マメ科とはいえ適度に肥えた畑を好むが、養分が多すぎるとアブラムシや病気の被害を受けやすくなる。酸性土壌を嫌うので、酸性が強い場合は種まきのときに燻炭をまいて土と混ぜておくとよい。夏野菜がうまく育ったところでは、養分を補わなくてもうまくいく。ハコベが生える畑でよく育つので、生えていなければぜひ、ハコベを畝に移植しよう。
越冬させるには適度な大きさで冬を迎える必要があり、地域に合わせた適期にまくのがコツ。越冬が難しい寒地、寒冷地では春先に温床で育苗し、苗を植えつける。
春からは草マルチを。ソラマメは根張りをよくするため地際からわき芽を書かずに育てる。収穫は遅れるとマメが硬くなるため適期を外さずに。また、ソラマメは特に収穫後の老化が早いので、早めに食べる。翌年は自家採種した種子で育てると、ぐっと育てやすくなる。
栽培のポイント
・マメ科ソラマメ属
・秋に種をまいて冬越しし、翌春に収穫する。
・開花期にアブラムシがつきやすいので、こまめにチェックしてとり除く。
肥料について
無肥料でも育つ。有機栽培の場合、元肥と追肥をするが、アブラムシがついている場合は追肥を控える。
混植
ソラマメとキャベツ
ソラマメは秋まきならキャベツとの混植を。タマネギの畝の中央に1列、ソラマメをまくのもよい。

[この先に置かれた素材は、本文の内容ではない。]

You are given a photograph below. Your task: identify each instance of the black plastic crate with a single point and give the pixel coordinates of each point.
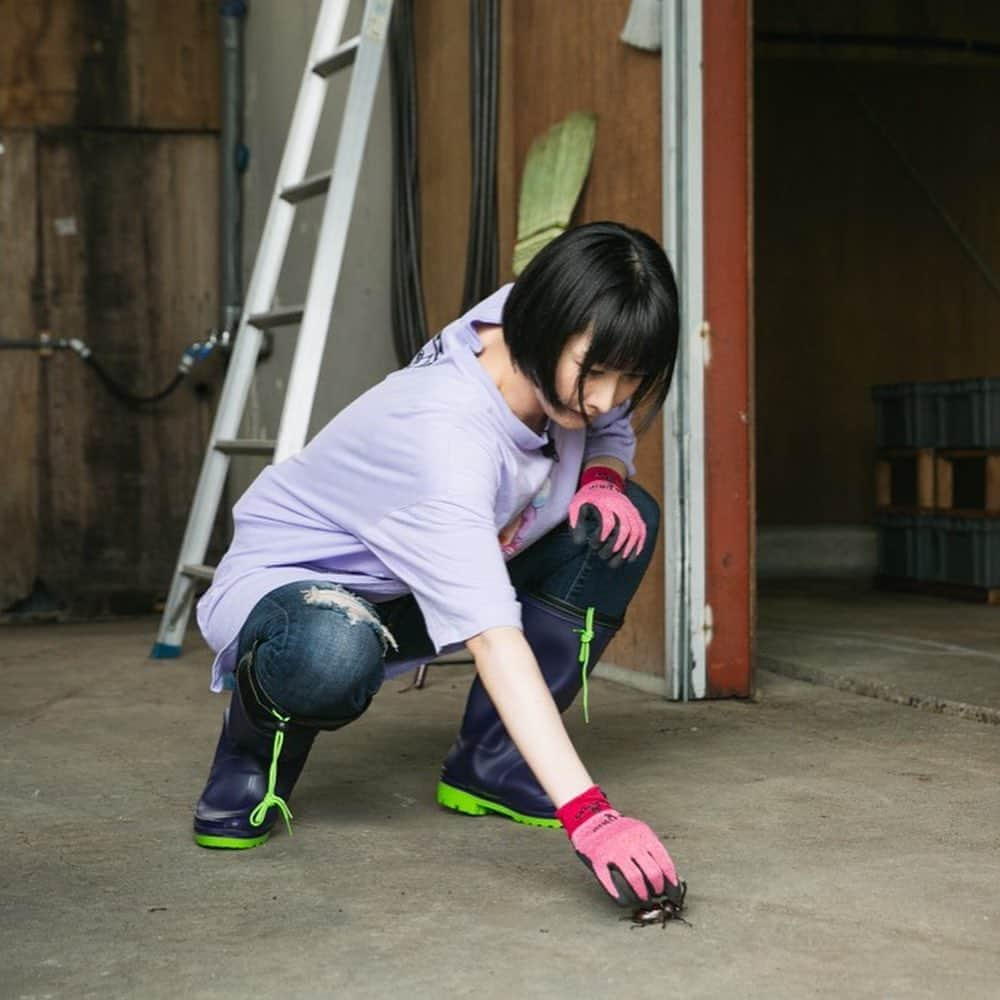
(970, 413)
(970, 551)
(909, 547)
(908, 415)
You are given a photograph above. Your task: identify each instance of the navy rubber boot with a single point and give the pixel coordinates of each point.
(483, 771)
(259, 757)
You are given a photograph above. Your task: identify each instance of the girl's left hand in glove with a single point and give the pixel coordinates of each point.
(603, 515)
(624, 854)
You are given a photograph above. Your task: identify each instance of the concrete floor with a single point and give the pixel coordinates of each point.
(833, 845)
(938, 654)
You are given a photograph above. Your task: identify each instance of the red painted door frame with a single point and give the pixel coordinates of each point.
(729, 493)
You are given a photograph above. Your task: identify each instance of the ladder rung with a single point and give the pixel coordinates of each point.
(309, 188)
(277, 317)
(245, 446)
(199, 572)
(342, 56)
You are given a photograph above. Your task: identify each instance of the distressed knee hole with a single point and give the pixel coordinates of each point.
(357, 611)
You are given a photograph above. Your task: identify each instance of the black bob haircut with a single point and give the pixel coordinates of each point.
(612, 280)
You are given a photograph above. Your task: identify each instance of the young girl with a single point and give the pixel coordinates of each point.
(478, 497)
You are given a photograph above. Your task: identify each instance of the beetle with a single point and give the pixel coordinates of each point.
(659, 911)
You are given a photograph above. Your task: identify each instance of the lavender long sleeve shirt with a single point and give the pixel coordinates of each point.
(407, 490)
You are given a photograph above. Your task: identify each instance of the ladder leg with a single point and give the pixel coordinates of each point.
(208, 493)
(332, 237)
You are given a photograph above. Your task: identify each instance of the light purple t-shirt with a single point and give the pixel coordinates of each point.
(407, 490)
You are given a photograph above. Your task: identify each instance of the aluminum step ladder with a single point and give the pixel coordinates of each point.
(328, 53)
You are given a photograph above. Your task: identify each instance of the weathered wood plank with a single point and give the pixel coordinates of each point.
(134, 275)
(18, 371)
(110, 64)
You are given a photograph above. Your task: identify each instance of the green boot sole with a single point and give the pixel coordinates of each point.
(229, 843)
(472, 805)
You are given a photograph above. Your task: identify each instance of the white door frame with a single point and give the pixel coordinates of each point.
(687, 616)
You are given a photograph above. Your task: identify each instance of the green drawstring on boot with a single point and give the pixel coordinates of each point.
(586, 637)
(271, 798)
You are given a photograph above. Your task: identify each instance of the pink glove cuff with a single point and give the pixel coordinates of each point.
(577, 811)
(601, 473)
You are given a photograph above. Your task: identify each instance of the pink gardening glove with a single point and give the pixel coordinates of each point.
(603, 515)
(624, 854)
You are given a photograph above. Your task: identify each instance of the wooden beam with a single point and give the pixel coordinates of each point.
(728, 378)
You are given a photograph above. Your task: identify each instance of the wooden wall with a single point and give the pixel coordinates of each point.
(108, 220)
(557, 57)
(109, 63)
(859, 280)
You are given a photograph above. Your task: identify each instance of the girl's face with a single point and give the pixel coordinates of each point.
(603, 389)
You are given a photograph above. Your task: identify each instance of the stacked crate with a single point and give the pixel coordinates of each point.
(937, 487)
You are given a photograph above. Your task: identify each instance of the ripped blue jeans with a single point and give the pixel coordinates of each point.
(320, 651)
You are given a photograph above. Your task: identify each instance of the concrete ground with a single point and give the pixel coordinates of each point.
(834, 846)
(938, 654)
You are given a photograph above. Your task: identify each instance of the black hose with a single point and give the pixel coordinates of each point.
(409, 317)
(481, 252)
(124, 395)
(193, 354)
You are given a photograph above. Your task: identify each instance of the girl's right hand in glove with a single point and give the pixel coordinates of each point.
(624, 854)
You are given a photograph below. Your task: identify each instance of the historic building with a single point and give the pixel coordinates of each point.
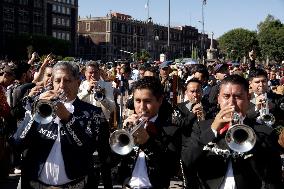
(57, 18)
(118, 36)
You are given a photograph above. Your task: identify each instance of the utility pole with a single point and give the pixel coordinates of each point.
(169, 24)
(203, 32)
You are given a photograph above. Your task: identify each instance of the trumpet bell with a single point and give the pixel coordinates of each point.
(240, 138)
(121, 142)
(268, 119)
(43, 112)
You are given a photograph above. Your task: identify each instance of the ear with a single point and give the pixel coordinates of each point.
(160, 100)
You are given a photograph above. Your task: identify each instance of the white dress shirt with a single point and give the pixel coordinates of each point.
(53, 172)
(107, 105)
(140, 178)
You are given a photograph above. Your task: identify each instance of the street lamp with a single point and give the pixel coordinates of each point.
(202, 34)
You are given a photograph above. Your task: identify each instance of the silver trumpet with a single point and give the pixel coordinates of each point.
(121, 141)
(44, 110)
(99, 92)
(240, 137)
(200, 113)
(267, 118)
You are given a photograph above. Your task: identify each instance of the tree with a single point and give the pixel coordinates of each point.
(143, 55)
(271, 39)
(237, 43)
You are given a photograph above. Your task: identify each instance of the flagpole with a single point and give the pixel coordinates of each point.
(169, 24)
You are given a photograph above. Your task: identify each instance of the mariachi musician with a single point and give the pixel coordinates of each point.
(192, 110)
(152, 162)
(171, 84)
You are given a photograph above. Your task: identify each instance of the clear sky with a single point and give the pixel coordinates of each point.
(220, 16)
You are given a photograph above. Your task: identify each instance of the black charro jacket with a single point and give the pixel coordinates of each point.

またエンドウ、ソラマメとも収穫を終えたナスやオクラの株元に種まきすると風よけになるうえ春先に地温が上がりやすい。エンドウでは春先の仮支柱、ソラマメでは倒伏防止のひもを張る支柱にもなる。
種まき(10月下旬頃)
適期まきで越冬サイズに
中近東の涼しい地域出身のソラマメ。いずれも幼苗は耐寒性を持つが、育ちすぎたり小さすぎるものは冬越しできない。寒さに強いのはソラマメが本葉2~3枚のころ。この大きさで越冬できるようにタイミングよく種をまく。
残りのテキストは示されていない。